The question of whether we’re there yet is by no means meant to be a “downer.” Instead, I pose it more so as a “clarion call” to the industry to avoid becoming comfortable with its collective good fortune because such complacency can sometimes be an intellectual “cancer” that stunts invention and innovation.  Adhesive manufacturers have done an absolutely phenomenal job over the past couple of decades by continually adding to the value proposition that structural adhesives deliver.  And, I’m well aware that work continues on developing structural adhesives that bond in less-than-optimum conditions and/or to less-than-forgiving substrates.  But, as harsh as it may sound, is that all there is?  If so, then maybe we need to develop a different perspective when it comes to structural adhesives.  By this I mean, should we possibly look at structural adhesives as being something more than just very strong “glues?”  Much has certainly been written about multi-functionality, but it was an article about the recent Consumer Electronics Show that really got me thinking about this.  Auto interiors are no longer just seats and arm rests, but instead are now treated as entertainment and information “hubs.”  So, is it possible to develop “smart” structural adhesives that not only adhere well but are part of this information hub, for example, sending an “error message” when a critical bond is about to fail for whatever reason – much like the alarm that you get when a tire is going flat?  Could it then be feasible for it alert you where the failure is occurring?  How about repairing itself? 

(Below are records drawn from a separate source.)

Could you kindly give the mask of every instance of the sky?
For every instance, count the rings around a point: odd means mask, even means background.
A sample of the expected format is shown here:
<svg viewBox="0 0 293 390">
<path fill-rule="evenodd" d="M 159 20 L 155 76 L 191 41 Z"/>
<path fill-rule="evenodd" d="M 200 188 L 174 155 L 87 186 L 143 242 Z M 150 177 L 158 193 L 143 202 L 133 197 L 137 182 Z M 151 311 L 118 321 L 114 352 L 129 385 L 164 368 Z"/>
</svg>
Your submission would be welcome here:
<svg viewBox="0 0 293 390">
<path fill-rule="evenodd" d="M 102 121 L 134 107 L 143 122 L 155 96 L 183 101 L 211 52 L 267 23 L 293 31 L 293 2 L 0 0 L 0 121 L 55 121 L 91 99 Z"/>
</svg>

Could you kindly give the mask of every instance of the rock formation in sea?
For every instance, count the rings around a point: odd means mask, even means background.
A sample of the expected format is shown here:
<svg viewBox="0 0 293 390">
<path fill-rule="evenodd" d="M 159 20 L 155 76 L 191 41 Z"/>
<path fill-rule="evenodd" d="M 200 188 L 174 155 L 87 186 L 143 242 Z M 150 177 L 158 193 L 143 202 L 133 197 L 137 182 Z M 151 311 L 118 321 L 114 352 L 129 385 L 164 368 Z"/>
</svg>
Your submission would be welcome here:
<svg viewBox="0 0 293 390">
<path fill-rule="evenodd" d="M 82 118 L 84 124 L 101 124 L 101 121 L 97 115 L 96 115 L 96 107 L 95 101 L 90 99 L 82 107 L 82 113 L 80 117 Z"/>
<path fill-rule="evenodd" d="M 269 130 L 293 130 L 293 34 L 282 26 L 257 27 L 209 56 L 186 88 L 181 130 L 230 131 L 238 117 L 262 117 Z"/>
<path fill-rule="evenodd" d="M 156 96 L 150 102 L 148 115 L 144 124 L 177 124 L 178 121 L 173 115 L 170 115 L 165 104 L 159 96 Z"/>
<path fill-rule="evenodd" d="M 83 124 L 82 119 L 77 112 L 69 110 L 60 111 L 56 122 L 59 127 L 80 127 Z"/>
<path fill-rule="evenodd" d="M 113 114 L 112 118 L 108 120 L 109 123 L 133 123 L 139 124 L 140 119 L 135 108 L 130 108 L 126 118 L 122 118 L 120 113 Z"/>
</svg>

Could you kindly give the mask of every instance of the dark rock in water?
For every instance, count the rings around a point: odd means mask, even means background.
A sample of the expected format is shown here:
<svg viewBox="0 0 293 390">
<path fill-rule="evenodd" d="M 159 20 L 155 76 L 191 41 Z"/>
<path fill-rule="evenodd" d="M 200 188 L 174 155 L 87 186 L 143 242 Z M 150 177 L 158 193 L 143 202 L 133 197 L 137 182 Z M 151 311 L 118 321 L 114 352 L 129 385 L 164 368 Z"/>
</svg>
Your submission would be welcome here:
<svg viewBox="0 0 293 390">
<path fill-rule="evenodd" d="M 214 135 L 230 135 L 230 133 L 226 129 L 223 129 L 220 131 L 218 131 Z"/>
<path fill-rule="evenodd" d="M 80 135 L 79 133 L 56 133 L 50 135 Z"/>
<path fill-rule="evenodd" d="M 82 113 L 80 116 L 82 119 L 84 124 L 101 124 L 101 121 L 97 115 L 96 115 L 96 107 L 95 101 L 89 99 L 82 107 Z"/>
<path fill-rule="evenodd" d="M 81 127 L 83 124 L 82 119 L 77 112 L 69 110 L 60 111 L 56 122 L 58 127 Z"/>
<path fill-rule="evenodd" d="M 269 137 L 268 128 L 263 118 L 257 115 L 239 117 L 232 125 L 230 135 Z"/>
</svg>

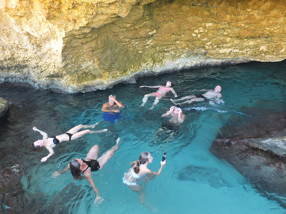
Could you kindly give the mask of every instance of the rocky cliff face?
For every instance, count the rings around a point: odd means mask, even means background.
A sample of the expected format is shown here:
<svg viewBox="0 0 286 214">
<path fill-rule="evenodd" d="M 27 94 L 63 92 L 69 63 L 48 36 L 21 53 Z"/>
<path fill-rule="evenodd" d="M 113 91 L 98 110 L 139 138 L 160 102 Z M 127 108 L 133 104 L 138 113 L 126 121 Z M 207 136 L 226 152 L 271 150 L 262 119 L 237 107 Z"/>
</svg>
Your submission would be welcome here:
<svg viewBox="0 0 286 214">
<path fill-rule="evenodd" d="M 184 68 L 281 60 L 285 3 L 3 0 L 0 80 L 74 93 Z"/>
</svg>

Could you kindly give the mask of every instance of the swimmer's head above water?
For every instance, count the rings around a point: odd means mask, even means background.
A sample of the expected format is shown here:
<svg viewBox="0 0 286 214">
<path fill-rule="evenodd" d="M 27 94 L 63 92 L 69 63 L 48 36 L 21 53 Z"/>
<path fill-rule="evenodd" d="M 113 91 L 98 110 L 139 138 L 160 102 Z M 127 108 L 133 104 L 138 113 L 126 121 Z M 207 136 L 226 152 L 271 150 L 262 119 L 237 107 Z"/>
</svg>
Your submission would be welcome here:
<svg viewBox="0 0 286 214">
<path fill-rule="evenodd" d="M 221 87 L 220 86 L 217 85 L 216 86 L 214 90 L 216 92 L 220 92 L 221 90 Z"/>
<path fill-rule="evenodd" d="M 152 162 L 153 158 L 149 152 L 144 152 L 140 154 L 139 158 L 136 161 L 136 166 L 133 167 L 133 169 L 135 173 L 137 173 L 140 170 L 140 165 L 144 164 L 146 163 L 150 163 Z"/>
<path fill-rule="evenodd" d="M 113 101 L 113 98 L 115 98 L 115 95 L 113 94 L 110 94 L 109 95 L 109 96 L 108 97 L 108 102 L 109 103 L 109 104 L 110 105 L 112 106 L 114 104 L 115 102 Z"/>
<path fill-rule="evenodd" d="M 69 163 L 69 168 L 71 173 L 75 180 L 81 180 L 82 177 L 80 175 L 80 170 L 82 166 L 81 161 L 82 162 L 81 159 L 76 158 L 74 159 Z"/>
<path fill-rule="evenodd" d="M 38 140 L 33 143 L 32 147 L 35 149 L 39 149 L 43 146 L 43 140 Z"/>
</svg>

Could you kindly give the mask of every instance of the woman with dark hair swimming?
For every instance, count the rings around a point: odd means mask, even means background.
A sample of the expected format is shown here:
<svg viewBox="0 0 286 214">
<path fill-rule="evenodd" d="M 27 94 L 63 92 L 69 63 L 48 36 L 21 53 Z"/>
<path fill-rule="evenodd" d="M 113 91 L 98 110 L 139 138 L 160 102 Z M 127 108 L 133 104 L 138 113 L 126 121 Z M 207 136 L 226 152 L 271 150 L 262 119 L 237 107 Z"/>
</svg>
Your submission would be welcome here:
<svg viewBox="0 0 286 214">
<path fill-rule="evenodd" d="M 158 88 L 159 89 L 156 92 L 153 92 L 150 94 L 145 94 L 143 98 L 143 100 L 142 101 L 143 103 L 140 106 L 144 106 L 148 98 L 150 96 L 156 97 L 155 98 L 155 101 L 153 103 L 153 105 L 151 108 L 149 109 L 150 110 L 154 108 L 154 107 L 159 102 L 159 100 L 161 98 L 166 96 L 165 95 L 167 93 L 169 92 L 169 91 L 171 91 L 174 94 L 174 96 L 175 97 L 178 97 L 177 94 L 175 92 L 174 88 L 171 88 L 172 83 L 170 81 L 168 81 L 166 83 L 166 85 L 164 86 L 163 85 L 157 85 L 155 86 L 147 86 L 146 85 L 143 85 L 140 86 L 140 88 L 143 87 L 147 87 L 147 88 Z"/>
<path fill-rule="evenodd" d="M 133 167 L 130 168 L 127 173 L 124 173 L 124 177 L 122 179 L 124 183 L 127 184 L 131 190 L 137 192 L 142 204 L 144 203 L 145 195 L 142 186 L 137 183 L 138 179 L 146 176 L 159 175 L 163 167 L 166 164 L 166 160 L 161 161 L 161 167 L 158 172 L 156 172 L 147 168 L 148 165 L 152 163 L 153 160 L 153 158 L 150 153 L 146 152 L 142 152 L 138 160 L 130 163 Z"/>
<path fill-rule="evenodd" d="M 98 145 L 95 145 L 92 147 L 84 160 L 82 160 L 81 158 L 74 159 L 71 161 L 67 167 L 65 169 L 54 172 L 53 177 L 55 178 L 58 175 L 66 172 L 70 169 L 71 172 L 75 180 L 82 180 L 85 177 L 86 178 L 96 194 L 94 203 L 101 203 L 103 199 L 98 195 L 99 190 L 96 188 L 93 179 L 91 177 L 92 172 L 97 171 L 103 167 L 104 165 L 113 156 L 114 152 L 117 151 L 119 148 L 118 144 L 120 141 L 120 138 L 118 138 L 116 140 L 116 144 L 98 159 L 97 157 L 100 152 L 99 146 Z M 83 174 L 84 176 L 82 176 L 81 174 Z"/>
<path fill-rule="evenodd" d="M 53 148 L 61 142 L 69 141 L 72 140 L 77 139 L 88 133 L 90 134 L 100 133 L 103 132 L 106 132 L 107 131 L 107 129 L 102 129 L 99 131 L 91 131 L 88 129 L 86 129 L 78 132 L 81 129 L 94 128 L 95 125 L 98 124 L 98 123 L 97 123 L 95 124 L 92 125 L 79 125 L 70 129 L 64 134 L 62 134 L 59 135 L 57 135 L 50 138 L 48 137 L 47 134 L 46 133 L 38 129 L 37 127 L 35 126 L 33 127 L 33 130 L 35 131 L 38 132 L 40 134 L 43 135 L 43 140 L 38 140 L 36 141 L 35 141 L 33 143 L 32 146 L 33 148 L 41 148 L 44 146 L 49 151 L 49 154 L 46 157 L 43 158 L 41 160 L 41 162 L 43 162 L 46 161 L 48 158 L 55 153 Z"/>
</svg>

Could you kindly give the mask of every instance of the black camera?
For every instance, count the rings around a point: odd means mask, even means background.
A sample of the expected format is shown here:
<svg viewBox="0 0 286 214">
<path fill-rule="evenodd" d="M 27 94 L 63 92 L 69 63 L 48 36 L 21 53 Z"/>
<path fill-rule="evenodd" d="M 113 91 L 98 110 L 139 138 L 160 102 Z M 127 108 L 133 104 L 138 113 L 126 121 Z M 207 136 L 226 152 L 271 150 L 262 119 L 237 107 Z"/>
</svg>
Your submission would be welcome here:
<svg viewBox="0 0 286 214">
<path fill-rule="evenodd" d="M 164 161 L 166 159 L 167 159 L 167 154 L 164 153 L 164 156 L 162 157 L 162 161 Z"/>
</svg>

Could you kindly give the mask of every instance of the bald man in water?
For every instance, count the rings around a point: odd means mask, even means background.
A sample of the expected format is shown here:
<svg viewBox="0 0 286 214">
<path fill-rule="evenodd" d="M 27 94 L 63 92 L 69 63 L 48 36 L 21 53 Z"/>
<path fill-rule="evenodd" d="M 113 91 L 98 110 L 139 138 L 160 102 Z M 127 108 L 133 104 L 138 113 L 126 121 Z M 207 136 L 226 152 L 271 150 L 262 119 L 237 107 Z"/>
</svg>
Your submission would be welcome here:
<svg viewBox="0 0 286 214">
<path fill-rule="evenodd" d="M 214 90 L 206 90 L 206 89 L 202 89 L 202 90 L 198 90 L 198 91 L 206 91 L 204 94 L 203 94 L 201 95 L 192 95 L 189 96 L 186 96 L 185 97 L 182 97 L 178 100 L 174 100 L 172 99 L 170 99 L 170 100 L 175 103 L 175 102 L 177 101 L 181 100 L 186 99 L 191 99 L 190 100 L 185 101 L 184 102 L 179 104 L 182 104 L 184 103 L 188 103 L 190 104 L 193 102 L 202 102 L 206 100 L 209 100 L 211 99 L 216 98 L 218 99 L 223 96 L 223 95 L 220 93 L 221 90 L 221 87 L 220 86 L 217 85 L 214 88 Z M 210 101 L 212 102 L 212 101 Z"/>
</svg>

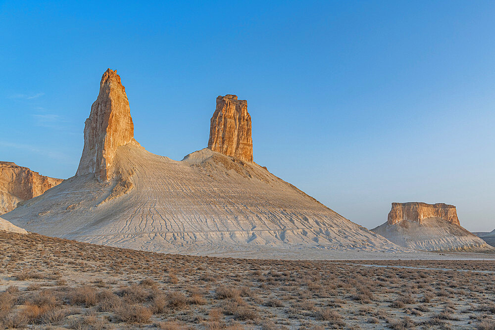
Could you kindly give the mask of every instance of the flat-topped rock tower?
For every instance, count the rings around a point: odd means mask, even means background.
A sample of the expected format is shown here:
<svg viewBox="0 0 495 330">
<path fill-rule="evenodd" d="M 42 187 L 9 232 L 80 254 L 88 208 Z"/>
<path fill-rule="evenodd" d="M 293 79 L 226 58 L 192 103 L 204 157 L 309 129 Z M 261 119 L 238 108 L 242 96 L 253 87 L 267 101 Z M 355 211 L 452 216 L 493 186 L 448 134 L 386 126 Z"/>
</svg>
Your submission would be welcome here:
<svg viewBox="0 0 495 330">
<path fill-rule="evenodd" d="M 420 224 L 424 219 L 439 218 L 460 226 L 455 206 L 443 203 L 427 204 L 418 202 L 392 203 L 387 222 L 392 225 L 402 220 L 416 221 Z"/>
<path fill-rule="evenodd" d="M 227 156 L 252 161 L 251 116 L 248 101 L 235 95 L 217 97 L 216 108 L 210 120 L 208 147 Z"/>
<path fill-rule="evenodd" d="M 439 203 L 392 203 L 387 221 L 372 229 L 396 244 L 426 251 L 491 251 L 461 227 L 455 206 Z"/>
</svg>

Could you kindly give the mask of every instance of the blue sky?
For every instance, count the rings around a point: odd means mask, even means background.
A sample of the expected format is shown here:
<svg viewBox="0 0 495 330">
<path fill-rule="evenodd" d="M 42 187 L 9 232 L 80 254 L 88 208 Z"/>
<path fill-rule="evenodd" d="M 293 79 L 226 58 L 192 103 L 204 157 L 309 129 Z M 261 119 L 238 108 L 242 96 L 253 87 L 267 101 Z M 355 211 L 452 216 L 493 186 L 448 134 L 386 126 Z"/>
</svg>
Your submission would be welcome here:
<svg viewBox="0 0 495 330">
<path fill-rule="evenodd" d="M 352 221 L 417 201 L 495 228 L 495 2 L 185 2 L 0 1 L 0 160 L 73 176 L 110 67 L 154 153 L 206 146 L 234 94 L 255 161 Z"/>
</svg>

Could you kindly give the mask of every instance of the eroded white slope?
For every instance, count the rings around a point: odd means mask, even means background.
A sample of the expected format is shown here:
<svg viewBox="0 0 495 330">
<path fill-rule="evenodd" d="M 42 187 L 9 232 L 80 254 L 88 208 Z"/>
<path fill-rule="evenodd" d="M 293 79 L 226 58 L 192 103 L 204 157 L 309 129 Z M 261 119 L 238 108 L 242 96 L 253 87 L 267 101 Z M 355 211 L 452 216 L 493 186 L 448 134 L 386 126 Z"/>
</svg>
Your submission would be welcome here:
<svg viewBox="0 0 495 330">
<path fill-rule="evenodd" d="M 385 223 L 372 231 L 401 246 L 425 251 L 490 251 L 492 247 L 460 226 L 439 218 L 423 219 L 421 224 L 402 220 Z"/>
<path fill-rule="evenodd" d="M 22 228 L 14 226 L 7 220 L 0 218 L 0 231 L 5 231 L 17 234 L 27 234 L 28 232 Z"/>
<path fill-rule="evenodd" d="M 114 161 L 110 184 L 74 177 L 4 217 L 47 236 L 158 252 L 400 249 L 254 163 L 208 149 L 176 161 L 132 143 Z"/>
</svg>

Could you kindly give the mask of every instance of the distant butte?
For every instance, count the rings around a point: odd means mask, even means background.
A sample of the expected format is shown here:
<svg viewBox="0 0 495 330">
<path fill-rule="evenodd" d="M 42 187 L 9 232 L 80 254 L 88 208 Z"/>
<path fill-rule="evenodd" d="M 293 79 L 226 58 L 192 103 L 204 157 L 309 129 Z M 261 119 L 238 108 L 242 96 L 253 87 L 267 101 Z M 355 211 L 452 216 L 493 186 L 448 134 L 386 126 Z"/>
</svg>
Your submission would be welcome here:
<svg viewBox="0 0 495 330">
<path fill-rule="evenodd" d="M 398 245 L 417 250 L 494 250 L 461 227 L 455 206 L 442 203 L 392 203 L 387 222 L 371 231 Z"/>
<path fill-rule="evenodd" d="M 12 162 L 0 161 L 0 214 L 12 211 L 19 203 L 39 196 L 63 181 L 40 175 Z"/>
</svg>

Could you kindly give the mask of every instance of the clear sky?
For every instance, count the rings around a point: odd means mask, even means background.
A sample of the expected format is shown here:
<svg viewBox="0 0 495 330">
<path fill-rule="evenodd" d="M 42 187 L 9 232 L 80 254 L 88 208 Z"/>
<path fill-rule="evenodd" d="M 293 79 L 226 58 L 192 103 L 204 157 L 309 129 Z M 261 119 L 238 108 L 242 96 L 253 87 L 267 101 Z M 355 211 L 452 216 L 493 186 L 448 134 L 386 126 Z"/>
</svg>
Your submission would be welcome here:
<svg viewBox="0 0 495 330">
<path fill-rule="evenodd" d="M 444 202 L 492 231 L 494 17 L 467 0 L 0 1 L 0 160 L 73 176 L 109 67 L 151 152 L 205 147 L 236 94 L 255 161 L 354 222 Z"/>
</svg>

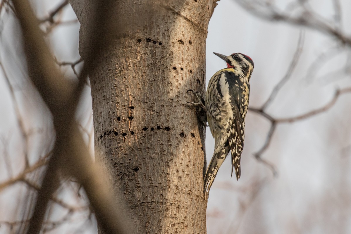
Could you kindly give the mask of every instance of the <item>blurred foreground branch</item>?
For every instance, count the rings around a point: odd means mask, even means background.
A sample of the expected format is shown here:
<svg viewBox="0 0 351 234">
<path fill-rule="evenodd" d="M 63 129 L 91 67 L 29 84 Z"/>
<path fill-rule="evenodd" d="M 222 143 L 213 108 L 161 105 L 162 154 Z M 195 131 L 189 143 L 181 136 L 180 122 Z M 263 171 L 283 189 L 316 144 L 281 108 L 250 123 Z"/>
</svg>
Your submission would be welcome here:
<svg viewBox="0 0 351 234">
<path fill-rule="evenodd" d="M 38 21 L 27 1 L 13 0 L 22 30 L 29 77 L 53 115 L 56 140 L 31 219 L 28 233 L 39 233 L 48 202 L 59 184 L 59 170 L 77 178 L 84 187 L 98 222 L 106 233 L 127 233 L 111 192 L 93 161 L 74 119 L 74 114 L 93 58 L 104 39 L 103 11 L 108 2 L 100 2 L 92 12 L 91 41 L 78 83 L 70 83 L 58 70 L 47 48 Z M 98 35 L 97 36 L 96 35 Z M 72 88 L 73 87 L 73 88 Z"/>
</svg>

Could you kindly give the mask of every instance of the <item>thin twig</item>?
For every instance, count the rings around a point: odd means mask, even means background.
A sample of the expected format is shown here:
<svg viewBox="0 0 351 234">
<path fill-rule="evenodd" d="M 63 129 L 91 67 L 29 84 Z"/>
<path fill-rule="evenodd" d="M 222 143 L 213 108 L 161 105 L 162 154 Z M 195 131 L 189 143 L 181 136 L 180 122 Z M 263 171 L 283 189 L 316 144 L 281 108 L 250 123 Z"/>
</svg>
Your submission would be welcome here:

I have no clue as to the potential chemistry or physics issues with any of these ideas, nor whether these are even good ideas in the first place.  All I know is that we’re doing things today with structural adhesives that very few envisioned possible 20-30 years ago.  Thus, my point is that if we limit the scope of our thinking to only developing incrementally stronger or more flexible “glues,” we as an industry risk allowing today’s successes to be the final leg of our journey instead of being a brief stopover on our way toward even greater, more exciting destinations.